Riemannian Metric Matching for Scalable Geometric Modeling of Distributions

Published 12 Jun 2026 in cs.LG and math.DG | (2606.14334v1)

Abstract: High-dimensional datasets often concentrate near low-dimensional structures, but estimating their geometry from samples typically relies on graphs and kernels that scale poorly with dataset size and dimension. We propose Riemannian metric matching: a denoising probabilistic framework for learning the Riemannian geometry of data using neural networks. Specifically, we learn the carré du champ operator, which, using diffusion geometry, gives us access to the Riemannian geometry toolkit for downstream machine learning and statistical tasks. Our key observation is that the carré du champ operator can be formulated as a conditional expectation over random perturbations of the data, which can be exploited for sample-wise training and constant cost, amortized inference without explicit kernel construction. Empirically, metric matching rivals or improves the accuracy of $k$-NN-based diffusion geometry estimators, while enabling amortized inference that is up to $400\times$ faster, and supports graph-free geometric analysis on high-dimensional images where nearest neighbors break down.

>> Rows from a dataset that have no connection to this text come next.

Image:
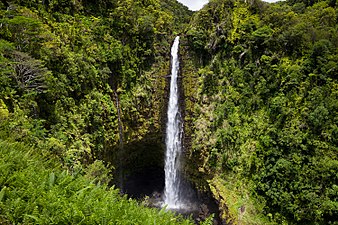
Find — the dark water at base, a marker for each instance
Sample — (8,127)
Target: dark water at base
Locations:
(150,182)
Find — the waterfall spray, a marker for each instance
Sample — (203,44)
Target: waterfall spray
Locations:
(174,129)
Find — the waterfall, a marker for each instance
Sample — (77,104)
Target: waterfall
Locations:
(173,137)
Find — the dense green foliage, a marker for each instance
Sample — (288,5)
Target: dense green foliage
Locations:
(84,79)
(35,190)
(267,103)
(78,77)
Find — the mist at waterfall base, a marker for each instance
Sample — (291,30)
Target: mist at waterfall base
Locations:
(173,192)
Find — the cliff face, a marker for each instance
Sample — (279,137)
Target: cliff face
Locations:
(88,81)
(262,114)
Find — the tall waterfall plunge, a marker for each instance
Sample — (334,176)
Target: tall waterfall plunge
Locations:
(174,129)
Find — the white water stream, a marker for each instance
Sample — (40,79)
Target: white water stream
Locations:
(172,198)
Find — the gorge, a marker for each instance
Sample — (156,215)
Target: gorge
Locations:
(85,95)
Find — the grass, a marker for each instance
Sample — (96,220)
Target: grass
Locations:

Abstract PDF Upgrade to Chat

Authors (5)

Summary

The paper presents a neural, denoising-based method that reformulates local Riemannian metric estimation as a regression problem via the carré du champ operator.
It demonstrates up to 400× faster inference and notable memory savings compared to traditional k-NN estimators on high-dimensional datasets.
The method yields stable latent space geometry and smooth on-manifold interpolation, offering practical benefits for generative and representation learning.

Riemannian Metric Matching for Scalable Geometric Modeling of Distributions

Introduction and Motivation

The challenge of extracting intrinsic geometric information from high-dimensional data is central to modern representation learning, manifold learning, and generative modeling. This paper addresses the problem of scalable and accurate estimation of Riemannian geometry—specifically the local metric structure—directly from data, circumventing the computational and statistical limitations associated with traditional graph-based and kernel-based estimators. The core proposal is Riemannian metric matching, a neural, denoising-based approach that directly learns the carré du champ (CDC) operator, enabling access to the full toolkit of Riemannian geometry in a data-driven, scalable fashion.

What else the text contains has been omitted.